A truly final review—when all the patients in the trial have died and the cause of death is known for each—of a randomized trial comparing tamoxifen to surgery in patients over the age of 70 with operable breast cancer found no differences in the survival rates or deaths attributable to breast cancer. Patients in both groups continued to die from breast cancer over the 28 years of follow-up, but “almost two-thirds of the patients in this trial did not die of breast cancer” and thus achieved a personal cure, according to the final report published in the European Journal of Surgical Oncology.1
All trial participants had invasive ductal carcinoma and estrogen receptor (ER)-positive tumors proven at the time or retrospectively with the advent of immunologic assays. Patients were randomized to two groups of 100 each to receive either tamoxifen, or surgery with wide local excision or partial or total mastectomy. The authors, Jean-Claude Gazet, MSc, FRCS, and Rosemary Sutcliffe of the Combined Breast Clinic, St. George’s Hospital in London, noted that the patients were “treated in an orthodox and ethical way in 1982,” when the trial began, “but now which could be considered outdated.”
‘Not an Alien Concept’
Deaths from breast cancer totaled 40 among the patients initially treated with tamoxifen and 43 among those receiving surgery (Table 1). “Absolute cure of any disease can be defined as when a patient dies from an unrelated condition. Thus it can be stated that 58.5% of this selected group of 200 patients achieved a personal cure from breast cancer,” the authors stated.
“Personal cure is the endpoint for a clinician,” Dr. Gazet explained to The ASCO Post. “However, the general population is well aware that cancer is a fatal condition and frequently recurs with no set time span. So the concept that a cure of cancer is indeed when they succumb to something else is not an alien concept and well understood.”
Crossover and Survival
Among the 79 patients (44 in the tamoxifen arm, 35 in the surgical arm) with local progression or local recurrence as a first event without evidence of distant metastases, 38 in the tamoxifen arm agreed to crossover to surgery and 34 in the surgical arm agreed to crossover to tamoxifen. The authors reported “no difference in survival between those who progressed on tamoxifen and then had surgery or those who recurred after surgery and then were treated with tamoxifen.” The average survival times among the crossover patients were 80 and 83 months, respectively.
“Likewise, there is no difference in survival between those who died of breast cancer having been treated with surgery or tamoxifen compared with those who died of other causes,” the authors noted. “However, when one compares all deaths whatever the cause in both arms of the trial, those who had surgery survived on average up to two years longer than those primarily treated with tamoxifen.”

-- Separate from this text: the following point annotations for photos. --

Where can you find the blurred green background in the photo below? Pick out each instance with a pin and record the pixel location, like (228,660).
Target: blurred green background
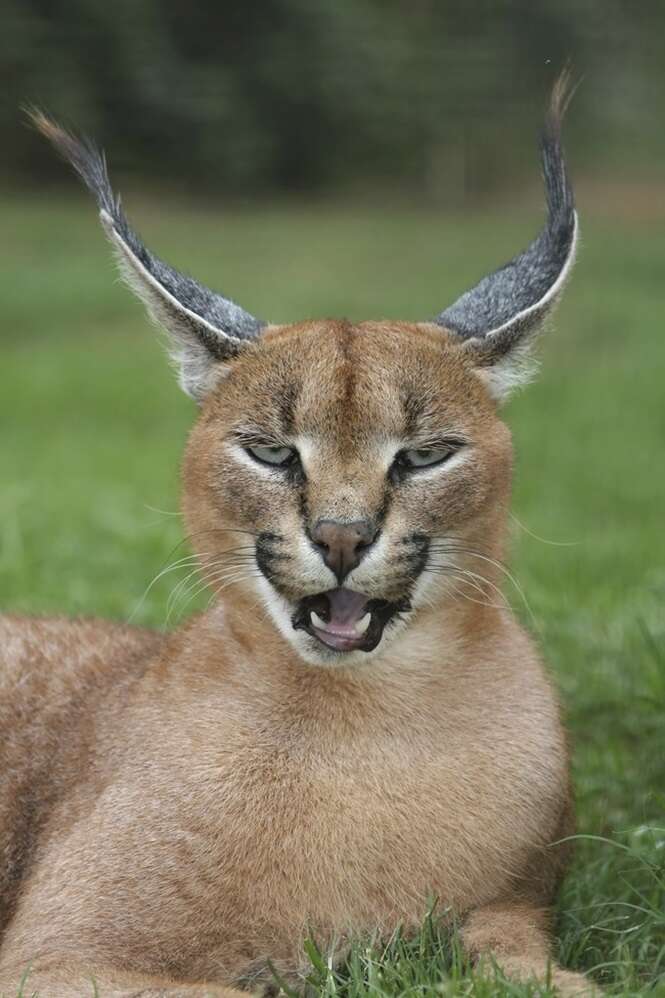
(362,159)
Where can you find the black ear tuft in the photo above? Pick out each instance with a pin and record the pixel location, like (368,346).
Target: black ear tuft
(507,306)
(205,326)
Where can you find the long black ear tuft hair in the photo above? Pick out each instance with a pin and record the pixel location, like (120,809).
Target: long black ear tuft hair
(205,326)
(508,305)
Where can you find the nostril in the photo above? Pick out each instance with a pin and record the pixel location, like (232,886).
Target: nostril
(342,544)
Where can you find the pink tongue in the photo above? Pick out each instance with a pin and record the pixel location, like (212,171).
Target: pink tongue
(346,607)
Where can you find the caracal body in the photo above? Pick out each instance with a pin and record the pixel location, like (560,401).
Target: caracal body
(357,725)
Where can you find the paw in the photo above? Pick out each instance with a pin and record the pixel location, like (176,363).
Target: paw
(569,984)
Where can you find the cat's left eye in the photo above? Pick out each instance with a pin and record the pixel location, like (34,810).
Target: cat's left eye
(279,457)
(426,457)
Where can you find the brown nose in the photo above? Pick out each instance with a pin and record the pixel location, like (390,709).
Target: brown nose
(342,545)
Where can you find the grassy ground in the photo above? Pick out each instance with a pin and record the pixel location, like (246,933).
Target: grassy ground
(92,426)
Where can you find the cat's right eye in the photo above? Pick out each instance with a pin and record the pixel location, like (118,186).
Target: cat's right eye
(278,457)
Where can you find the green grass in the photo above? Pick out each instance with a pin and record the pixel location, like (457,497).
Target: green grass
(92,427)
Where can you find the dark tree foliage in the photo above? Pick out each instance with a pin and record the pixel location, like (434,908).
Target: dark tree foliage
(304,95)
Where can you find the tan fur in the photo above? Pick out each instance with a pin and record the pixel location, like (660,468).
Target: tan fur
(177,810)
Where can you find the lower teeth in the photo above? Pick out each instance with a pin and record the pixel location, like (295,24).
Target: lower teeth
(360,628)
(364,623)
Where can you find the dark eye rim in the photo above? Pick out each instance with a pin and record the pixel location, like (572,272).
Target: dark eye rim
(404,466)
(291,461)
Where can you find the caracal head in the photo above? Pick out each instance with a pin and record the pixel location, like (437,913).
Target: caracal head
(347,475)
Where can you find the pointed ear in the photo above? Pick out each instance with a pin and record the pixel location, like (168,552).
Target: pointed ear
(206,330)
(498,319)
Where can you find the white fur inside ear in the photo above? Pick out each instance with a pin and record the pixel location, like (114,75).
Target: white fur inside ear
(507,375)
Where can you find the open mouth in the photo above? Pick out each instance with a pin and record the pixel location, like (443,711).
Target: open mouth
(344,620)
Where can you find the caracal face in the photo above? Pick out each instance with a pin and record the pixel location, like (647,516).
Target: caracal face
(344,476)
(383,426)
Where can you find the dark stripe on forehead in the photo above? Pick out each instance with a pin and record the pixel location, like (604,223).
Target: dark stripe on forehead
(288,401)
(415,406)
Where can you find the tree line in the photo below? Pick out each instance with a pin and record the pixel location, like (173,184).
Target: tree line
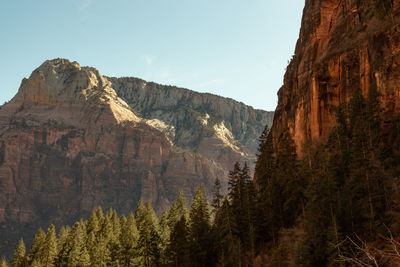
(337,200)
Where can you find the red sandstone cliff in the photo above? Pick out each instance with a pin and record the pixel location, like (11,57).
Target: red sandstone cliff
(69,143)
(344,45)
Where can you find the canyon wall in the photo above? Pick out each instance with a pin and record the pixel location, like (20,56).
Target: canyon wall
(343,46)
(72,139)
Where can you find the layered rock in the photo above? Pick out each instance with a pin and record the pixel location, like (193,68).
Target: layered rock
(72,139)
(343,46)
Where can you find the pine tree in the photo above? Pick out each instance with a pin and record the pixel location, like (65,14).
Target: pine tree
(3,262)
(178,249)
(19,258)
(264,171)
(216,203)
(148,243)
(36,251)
(50,248)
(200,238)
(228,245)
(129,240)
(140,212)
(76,245)
(93,224)
(292,202)
(177,210)
(165,232)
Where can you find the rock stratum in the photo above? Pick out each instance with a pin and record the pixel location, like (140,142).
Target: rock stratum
(344,46)
(72,139)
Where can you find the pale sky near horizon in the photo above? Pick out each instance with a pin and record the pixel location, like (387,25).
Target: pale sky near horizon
(233,48)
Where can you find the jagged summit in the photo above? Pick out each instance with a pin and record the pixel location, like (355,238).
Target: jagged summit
(72,139)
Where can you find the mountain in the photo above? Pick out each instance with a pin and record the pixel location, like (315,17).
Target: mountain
(344,46)
(72,139)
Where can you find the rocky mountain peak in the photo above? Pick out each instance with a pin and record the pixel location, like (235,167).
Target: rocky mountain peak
(343,46)
(72,139)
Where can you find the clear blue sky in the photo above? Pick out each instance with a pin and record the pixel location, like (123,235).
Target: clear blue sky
(232,48)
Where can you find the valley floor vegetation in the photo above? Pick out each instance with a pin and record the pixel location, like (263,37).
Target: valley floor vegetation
(336,206)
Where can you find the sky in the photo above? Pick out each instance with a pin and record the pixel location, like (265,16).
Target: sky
(233,48)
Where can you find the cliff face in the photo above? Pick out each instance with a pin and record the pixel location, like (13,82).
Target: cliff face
(344,45)
(72,139)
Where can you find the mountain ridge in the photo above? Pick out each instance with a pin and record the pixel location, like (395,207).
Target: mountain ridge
(69,143)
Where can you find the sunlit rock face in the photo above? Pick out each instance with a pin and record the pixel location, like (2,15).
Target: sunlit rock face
(343,46)
(72,139)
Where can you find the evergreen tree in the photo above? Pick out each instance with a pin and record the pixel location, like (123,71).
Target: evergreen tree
(177,210)
(129,240)
(19,258)
(50,248)
(200,238)
(76,246)
(3,262)
(228,245)
(165,232)
(140,212)
(178,249)
(148,244)
(36,251)
(216,203)
(291,201)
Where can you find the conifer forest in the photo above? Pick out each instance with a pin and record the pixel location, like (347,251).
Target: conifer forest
(335,207)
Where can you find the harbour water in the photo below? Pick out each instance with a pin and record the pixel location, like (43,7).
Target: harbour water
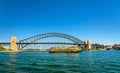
(107,61)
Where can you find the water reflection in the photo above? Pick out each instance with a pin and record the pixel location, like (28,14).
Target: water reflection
(12,63)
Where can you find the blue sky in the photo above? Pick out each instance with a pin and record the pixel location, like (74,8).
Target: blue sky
(97,20)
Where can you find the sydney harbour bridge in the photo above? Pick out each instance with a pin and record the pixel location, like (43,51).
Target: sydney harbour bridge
(39,39)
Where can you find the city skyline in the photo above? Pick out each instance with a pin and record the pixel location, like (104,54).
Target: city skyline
(93,20)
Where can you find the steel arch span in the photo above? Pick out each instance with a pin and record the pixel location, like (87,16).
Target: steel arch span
(33,39)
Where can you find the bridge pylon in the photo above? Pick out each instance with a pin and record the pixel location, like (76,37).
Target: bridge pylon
(13,44)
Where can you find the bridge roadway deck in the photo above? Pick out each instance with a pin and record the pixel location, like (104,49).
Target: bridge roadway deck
(7,43)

Implications for Older Patients
“Thirty years ago at the inception of this trial there was no consensus regarding the management of breast cancer in patients aged 70 and over. Clinical practice ranged from inactivity, palliation or active management with endocrine therapy, surgery, radiotherapy or a combination of all these therapies,” the authors noted, adding that “little has changed in the treatment offered to this group of patients,” and citing more current analyses of breast cancer treatment in the United Kingdom.2,3 “The problem over the past few decades is that there has been a reluctance in the United States and United Kingdom to actively treat patients over 70 actively or in the same way as other groups, in spite of the overwhelming evidence that we have an aging population,” Dr. Gazet stated.

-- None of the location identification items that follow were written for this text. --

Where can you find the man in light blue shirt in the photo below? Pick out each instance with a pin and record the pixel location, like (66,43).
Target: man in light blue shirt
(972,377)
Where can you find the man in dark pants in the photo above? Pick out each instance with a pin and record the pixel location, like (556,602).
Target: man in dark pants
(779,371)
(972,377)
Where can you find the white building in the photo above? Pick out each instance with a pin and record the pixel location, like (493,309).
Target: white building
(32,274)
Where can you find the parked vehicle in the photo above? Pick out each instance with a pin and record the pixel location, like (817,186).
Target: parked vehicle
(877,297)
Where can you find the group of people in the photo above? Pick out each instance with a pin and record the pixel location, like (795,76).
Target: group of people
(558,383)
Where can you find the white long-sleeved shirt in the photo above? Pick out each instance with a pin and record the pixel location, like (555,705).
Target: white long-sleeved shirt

“Present clinical practice confirms that there is no reason why age should be a consideration in the management of breast cancer. If one accepts that the core treatment of breast cancer is a trinity of surgery, chemoendocrine therapy, and radiotherapy, then all patients should be treated only on this basis,” according to the final report.

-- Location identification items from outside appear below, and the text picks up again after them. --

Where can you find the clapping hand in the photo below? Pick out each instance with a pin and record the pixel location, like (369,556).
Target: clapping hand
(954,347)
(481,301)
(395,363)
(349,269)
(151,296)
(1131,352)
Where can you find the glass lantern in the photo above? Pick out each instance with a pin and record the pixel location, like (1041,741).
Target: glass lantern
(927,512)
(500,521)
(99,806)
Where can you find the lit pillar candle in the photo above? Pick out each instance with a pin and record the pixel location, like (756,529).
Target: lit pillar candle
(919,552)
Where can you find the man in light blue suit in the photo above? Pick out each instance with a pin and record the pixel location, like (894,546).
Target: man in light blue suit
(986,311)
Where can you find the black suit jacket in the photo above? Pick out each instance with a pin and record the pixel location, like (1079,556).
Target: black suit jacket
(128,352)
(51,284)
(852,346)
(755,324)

“Breast cancer in the elderly is a specific model. The tumours tend to be slow growing and ER positive. The elderly have a short life expectancy, which allows accurate measurement of the value of any specific treatment,” the authors noted. “It would seem reasonable therefore to concentrate on active and aggressive treatment in the elderly in an attempt to reach a 100% personal cure,” they concluded. ■
Disclosure: Drs. Gazet and Sutcliffe reported no potential conflicts of interest.
1. Gazet JC, Sutcliffe R: A randomised trial comparing tamoxifen vs. surgery in patients over the age of 70 with operable breast cancer—final results after 28 years of follow-up. Eur J Surg Oncol 37:754-757, 2011.
2. Cheung S, Greenway N, Lagord C, et al: All Breast Cancer Report: A UK analysis of all symptomatic and screen detected breast cancers diagnosed in 2006. NHS Cancer Screening Programmes, 2009. Available at http://www.cancerscreening.nhs.uk/breastscreen/all-breast-cancer-report.pdf. Accessed October 27, 2011.
3. UK Statistics Authority: Cancer statistics registrations: Registrations of cancer diagnosed in 2004, England (series MB1, no. 35). London, UK Statistics Authority, 2007.